この構成によれば、傾斜面136aは、シリンダチューブ138の内部へ気体が供給されていない場合に、第1テーパ面132aと面接触することができる。これにより、第1テーパ面132aと傾斜面136aとが線接触、又は点接触する場合と比較して、コレット132とピストン136との間に生じる摩擦力を大きくすることができる。したがって、コレット132が軸部材SFをクランプしている場合に、第1テーパ面132aと傾斜面136aとが滑ることを抑制できる。
本実施形態のクランプ機構130は、シリンダチューブ138の内部に気体が供給されている場合に、外周面(第1テーパ面132a)が傾斜面136aと径方向において重なる。
これによれば、ピストン136及びコレット132が占有する空間の軸線方向の寸法をより小さくすることができる。その結果、クランプ機構130の軸線方向の寸法を小さくすることができる。
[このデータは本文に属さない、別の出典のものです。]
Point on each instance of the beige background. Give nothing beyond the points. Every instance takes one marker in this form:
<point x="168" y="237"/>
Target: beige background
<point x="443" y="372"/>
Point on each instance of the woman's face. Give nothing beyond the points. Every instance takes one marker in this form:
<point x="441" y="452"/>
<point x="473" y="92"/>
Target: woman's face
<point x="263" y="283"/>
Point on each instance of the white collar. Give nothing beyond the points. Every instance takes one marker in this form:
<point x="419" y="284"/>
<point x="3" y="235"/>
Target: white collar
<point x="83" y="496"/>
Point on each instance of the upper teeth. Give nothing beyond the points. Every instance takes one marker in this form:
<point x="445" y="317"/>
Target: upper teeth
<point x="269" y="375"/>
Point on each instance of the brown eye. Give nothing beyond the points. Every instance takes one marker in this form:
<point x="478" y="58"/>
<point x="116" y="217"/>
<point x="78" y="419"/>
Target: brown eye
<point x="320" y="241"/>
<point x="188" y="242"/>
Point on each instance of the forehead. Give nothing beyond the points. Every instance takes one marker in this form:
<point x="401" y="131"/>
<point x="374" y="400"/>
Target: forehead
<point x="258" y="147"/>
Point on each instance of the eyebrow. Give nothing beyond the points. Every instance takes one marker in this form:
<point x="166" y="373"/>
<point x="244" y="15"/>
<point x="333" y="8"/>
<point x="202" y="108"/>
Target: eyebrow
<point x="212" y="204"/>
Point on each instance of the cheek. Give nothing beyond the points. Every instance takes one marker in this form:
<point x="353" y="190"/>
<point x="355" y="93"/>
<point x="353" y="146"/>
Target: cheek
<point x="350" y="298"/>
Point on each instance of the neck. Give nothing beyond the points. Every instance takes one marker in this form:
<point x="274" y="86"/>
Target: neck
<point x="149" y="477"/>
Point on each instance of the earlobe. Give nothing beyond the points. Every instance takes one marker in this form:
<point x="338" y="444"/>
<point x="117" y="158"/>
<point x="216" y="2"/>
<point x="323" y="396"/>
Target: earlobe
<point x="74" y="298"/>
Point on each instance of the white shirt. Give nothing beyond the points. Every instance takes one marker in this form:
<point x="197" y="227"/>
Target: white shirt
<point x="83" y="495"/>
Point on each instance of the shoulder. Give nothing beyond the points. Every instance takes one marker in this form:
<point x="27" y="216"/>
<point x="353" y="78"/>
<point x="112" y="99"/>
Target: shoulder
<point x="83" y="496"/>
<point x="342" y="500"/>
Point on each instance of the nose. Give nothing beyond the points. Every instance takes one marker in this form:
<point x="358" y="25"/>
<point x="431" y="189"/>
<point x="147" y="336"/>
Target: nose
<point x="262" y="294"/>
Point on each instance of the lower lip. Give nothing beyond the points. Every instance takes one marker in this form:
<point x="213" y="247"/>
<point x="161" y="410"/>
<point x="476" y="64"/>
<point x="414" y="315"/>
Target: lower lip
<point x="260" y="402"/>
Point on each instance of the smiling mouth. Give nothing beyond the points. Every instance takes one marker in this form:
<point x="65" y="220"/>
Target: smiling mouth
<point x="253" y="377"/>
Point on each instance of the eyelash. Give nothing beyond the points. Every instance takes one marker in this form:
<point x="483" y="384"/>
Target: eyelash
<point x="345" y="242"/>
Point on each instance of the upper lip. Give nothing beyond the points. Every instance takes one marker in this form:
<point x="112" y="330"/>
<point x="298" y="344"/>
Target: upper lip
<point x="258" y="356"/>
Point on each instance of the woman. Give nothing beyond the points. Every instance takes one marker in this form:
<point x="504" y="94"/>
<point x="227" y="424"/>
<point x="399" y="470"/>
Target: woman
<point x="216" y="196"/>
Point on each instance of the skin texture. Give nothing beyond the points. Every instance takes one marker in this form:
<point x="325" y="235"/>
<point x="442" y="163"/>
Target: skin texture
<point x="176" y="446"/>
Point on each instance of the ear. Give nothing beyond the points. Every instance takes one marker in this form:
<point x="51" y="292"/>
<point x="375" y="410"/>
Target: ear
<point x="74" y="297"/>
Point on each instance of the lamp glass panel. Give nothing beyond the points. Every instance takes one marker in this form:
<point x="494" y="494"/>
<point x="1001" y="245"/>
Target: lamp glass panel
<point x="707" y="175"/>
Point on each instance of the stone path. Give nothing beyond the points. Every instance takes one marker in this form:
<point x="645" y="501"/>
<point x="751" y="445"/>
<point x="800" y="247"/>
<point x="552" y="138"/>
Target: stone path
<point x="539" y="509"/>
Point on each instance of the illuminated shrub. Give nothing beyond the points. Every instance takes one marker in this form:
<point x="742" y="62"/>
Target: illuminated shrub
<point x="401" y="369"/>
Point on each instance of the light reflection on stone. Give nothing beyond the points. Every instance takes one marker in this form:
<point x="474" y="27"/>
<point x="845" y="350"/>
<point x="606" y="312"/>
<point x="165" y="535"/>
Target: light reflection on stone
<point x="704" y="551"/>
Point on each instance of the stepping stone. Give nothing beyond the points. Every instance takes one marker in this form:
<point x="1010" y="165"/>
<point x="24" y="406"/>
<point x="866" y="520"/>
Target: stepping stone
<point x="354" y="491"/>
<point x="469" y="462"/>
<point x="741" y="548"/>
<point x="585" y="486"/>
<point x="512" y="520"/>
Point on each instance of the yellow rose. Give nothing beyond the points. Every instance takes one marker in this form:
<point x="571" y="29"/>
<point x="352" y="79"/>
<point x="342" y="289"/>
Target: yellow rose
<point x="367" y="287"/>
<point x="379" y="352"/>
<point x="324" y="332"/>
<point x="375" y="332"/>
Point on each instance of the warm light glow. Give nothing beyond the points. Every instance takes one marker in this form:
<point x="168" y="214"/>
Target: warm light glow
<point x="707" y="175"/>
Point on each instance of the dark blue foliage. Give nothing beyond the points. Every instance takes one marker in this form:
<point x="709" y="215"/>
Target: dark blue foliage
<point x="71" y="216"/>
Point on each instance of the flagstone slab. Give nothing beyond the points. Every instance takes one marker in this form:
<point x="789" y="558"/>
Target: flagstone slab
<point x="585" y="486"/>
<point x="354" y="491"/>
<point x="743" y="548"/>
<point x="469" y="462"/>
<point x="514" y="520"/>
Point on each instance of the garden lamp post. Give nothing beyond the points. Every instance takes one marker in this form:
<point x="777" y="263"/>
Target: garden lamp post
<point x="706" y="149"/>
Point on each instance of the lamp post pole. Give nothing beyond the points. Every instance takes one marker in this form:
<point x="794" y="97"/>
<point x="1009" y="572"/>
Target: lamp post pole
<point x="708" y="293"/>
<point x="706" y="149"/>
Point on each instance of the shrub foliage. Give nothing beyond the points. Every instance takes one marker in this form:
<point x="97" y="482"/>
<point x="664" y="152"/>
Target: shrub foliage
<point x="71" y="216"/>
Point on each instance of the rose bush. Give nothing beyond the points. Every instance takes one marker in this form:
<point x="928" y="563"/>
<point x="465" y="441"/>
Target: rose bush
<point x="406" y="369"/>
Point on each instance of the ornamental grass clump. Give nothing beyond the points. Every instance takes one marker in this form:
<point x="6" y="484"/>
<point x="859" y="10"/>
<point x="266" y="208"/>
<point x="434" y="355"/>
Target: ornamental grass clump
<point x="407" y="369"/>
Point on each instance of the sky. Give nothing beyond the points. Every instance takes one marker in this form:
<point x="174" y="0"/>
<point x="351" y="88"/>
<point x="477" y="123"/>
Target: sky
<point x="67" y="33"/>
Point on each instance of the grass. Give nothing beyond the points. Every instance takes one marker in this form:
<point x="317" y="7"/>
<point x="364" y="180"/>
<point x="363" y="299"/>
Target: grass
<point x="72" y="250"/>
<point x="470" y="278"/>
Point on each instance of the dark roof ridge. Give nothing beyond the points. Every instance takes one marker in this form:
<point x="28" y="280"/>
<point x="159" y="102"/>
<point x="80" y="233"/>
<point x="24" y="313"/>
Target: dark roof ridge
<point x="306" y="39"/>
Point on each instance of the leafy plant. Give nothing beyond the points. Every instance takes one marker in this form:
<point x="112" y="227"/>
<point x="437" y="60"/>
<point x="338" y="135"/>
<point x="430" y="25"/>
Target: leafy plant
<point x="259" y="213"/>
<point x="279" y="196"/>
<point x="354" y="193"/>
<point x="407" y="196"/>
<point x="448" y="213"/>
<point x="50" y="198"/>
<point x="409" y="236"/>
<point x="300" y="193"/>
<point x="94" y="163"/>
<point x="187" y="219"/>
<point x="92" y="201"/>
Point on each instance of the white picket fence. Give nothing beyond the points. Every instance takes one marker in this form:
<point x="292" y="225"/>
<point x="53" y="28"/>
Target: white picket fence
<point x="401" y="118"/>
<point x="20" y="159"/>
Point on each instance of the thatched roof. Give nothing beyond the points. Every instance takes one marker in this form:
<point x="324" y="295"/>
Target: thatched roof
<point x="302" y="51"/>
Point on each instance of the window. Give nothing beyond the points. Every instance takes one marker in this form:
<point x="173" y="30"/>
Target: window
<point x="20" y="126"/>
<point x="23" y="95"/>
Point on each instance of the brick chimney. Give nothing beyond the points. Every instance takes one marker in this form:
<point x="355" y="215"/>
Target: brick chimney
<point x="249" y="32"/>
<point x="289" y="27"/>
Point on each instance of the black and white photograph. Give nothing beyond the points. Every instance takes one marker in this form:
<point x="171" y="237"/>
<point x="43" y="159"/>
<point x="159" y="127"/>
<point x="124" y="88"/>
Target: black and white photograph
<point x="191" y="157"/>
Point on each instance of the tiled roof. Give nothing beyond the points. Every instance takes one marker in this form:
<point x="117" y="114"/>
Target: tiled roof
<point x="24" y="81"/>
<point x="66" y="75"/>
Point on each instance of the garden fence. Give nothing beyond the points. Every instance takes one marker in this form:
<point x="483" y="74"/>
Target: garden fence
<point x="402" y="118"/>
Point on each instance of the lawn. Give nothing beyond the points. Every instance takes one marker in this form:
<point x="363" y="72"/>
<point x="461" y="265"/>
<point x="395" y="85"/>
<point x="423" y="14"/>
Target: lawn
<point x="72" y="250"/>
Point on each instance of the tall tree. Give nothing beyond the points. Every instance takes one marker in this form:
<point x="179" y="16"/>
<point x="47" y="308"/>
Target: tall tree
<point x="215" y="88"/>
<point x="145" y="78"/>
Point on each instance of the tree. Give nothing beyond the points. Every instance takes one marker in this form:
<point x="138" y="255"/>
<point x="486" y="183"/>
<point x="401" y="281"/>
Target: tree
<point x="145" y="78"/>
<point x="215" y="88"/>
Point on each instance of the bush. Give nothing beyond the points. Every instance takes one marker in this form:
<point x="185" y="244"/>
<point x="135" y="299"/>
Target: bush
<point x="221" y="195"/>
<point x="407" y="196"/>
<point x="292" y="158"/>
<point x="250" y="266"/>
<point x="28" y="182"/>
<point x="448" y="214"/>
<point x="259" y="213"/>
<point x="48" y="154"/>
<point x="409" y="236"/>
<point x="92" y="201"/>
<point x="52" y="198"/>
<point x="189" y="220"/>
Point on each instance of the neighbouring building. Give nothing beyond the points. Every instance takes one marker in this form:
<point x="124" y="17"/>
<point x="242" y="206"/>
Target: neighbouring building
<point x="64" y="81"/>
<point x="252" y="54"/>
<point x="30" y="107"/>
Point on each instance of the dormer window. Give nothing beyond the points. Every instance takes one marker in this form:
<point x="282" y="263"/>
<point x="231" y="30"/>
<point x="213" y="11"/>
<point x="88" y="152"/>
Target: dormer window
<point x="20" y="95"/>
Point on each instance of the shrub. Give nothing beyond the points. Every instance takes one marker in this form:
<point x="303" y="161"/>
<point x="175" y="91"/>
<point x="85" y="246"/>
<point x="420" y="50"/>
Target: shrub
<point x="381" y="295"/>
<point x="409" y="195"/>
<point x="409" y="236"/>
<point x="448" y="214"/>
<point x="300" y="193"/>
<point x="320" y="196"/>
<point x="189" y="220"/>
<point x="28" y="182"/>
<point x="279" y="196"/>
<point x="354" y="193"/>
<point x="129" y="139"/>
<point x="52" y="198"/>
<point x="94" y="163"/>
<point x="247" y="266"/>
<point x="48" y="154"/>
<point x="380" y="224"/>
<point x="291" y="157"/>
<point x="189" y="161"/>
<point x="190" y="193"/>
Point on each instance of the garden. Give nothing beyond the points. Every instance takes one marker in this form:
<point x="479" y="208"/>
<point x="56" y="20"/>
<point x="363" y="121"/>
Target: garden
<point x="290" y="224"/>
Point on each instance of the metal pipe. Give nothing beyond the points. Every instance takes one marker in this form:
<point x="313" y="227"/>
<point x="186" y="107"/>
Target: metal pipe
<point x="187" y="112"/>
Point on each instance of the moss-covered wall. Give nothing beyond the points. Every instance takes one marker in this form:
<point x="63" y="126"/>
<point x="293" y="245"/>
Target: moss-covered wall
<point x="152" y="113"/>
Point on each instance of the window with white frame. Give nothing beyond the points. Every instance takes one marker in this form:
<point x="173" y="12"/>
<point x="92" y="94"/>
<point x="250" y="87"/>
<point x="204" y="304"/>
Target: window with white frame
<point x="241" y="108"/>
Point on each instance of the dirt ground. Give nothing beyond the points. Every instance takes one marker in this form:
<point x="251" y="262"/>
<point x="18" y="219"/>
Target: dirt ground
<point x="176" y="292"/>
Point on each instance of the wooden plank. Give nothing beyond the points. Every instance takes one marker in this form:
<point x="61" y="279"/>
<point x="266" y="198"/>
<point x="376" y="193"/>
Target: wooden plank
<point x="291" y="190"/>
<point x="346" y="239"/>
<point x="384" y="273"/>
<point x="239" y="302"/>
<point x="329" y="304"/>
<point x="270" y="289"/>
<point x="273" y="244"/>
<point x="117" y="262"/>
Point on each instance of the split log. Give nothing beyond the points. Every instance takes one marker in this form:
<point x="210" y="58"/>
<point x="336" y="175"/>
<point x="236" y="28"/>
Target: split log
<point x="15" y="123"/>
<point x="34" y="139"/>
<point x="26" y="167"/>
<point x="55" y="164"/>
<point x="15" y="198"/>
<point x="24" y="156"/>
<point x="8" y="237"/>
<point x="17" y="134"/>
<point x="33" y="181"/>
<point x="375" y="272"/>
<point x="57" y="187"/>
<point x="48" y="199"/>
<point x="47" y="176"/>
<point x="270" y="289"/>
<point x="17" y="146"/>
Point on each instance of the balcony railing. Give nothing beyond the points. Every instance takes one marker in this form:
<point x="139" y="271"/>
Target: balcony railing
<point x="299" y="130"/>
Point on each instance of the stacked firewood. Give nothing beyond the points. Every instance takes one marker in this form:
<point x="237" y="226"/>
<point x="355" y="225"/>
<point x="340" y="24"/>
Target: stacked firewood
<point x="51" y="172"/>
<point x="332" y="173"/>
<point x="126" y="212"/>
本実施形態のアクチュエータ1は、ハウジング40と、第1ロータ20と、第2ロータ30と、軸部材SF(ネジ軸52及びシャフト62)と、ナット51と、スプライン外筒61と、を備える。第1ロータ20は、ハウジング40に対して回転自在である。第2ロータ30は、第1ロータ20の径方向外側に配置され、ハウジング40に対して回転自在である。軸部材SFは、第1ロータ20の回転軸AXの軸線方向に第1ロータ20を貫通して配置され、第1ロータ20から軸線方向の一方に突出するネジ軸52を有し、第1ロータ20から軸線方向の他方に突出するシャフト62に軸線方向に沿った溝部62aを有する。ナット51は、第1ロータ20に対して軸線方向の下方の外側に配置され、ネジ軸52に螺合され、第1ロータ20と共に回転して軸部材SFを回転軸AXの軸線方向に移動させる。スプライン外筒61は、第1ロータ20に対して軸線方向の上方の外側に配置され、溝部62aに沿って軸部材SFを軸線方向に案内し、かつ第2ロータ30と共に回転して軸部材SFを第2ロータ30の回転軸AXの軸回り方向に回転させる。
この構成によれば、ナット51及びスプライン外筒61が第1ロータ20に対して回転軸AXの軸線方向の外側に配置されるため、第1ロータ20及び第2ロータ30を径方向について小型化することができる。これにより、フットプリントを小さくすることができる。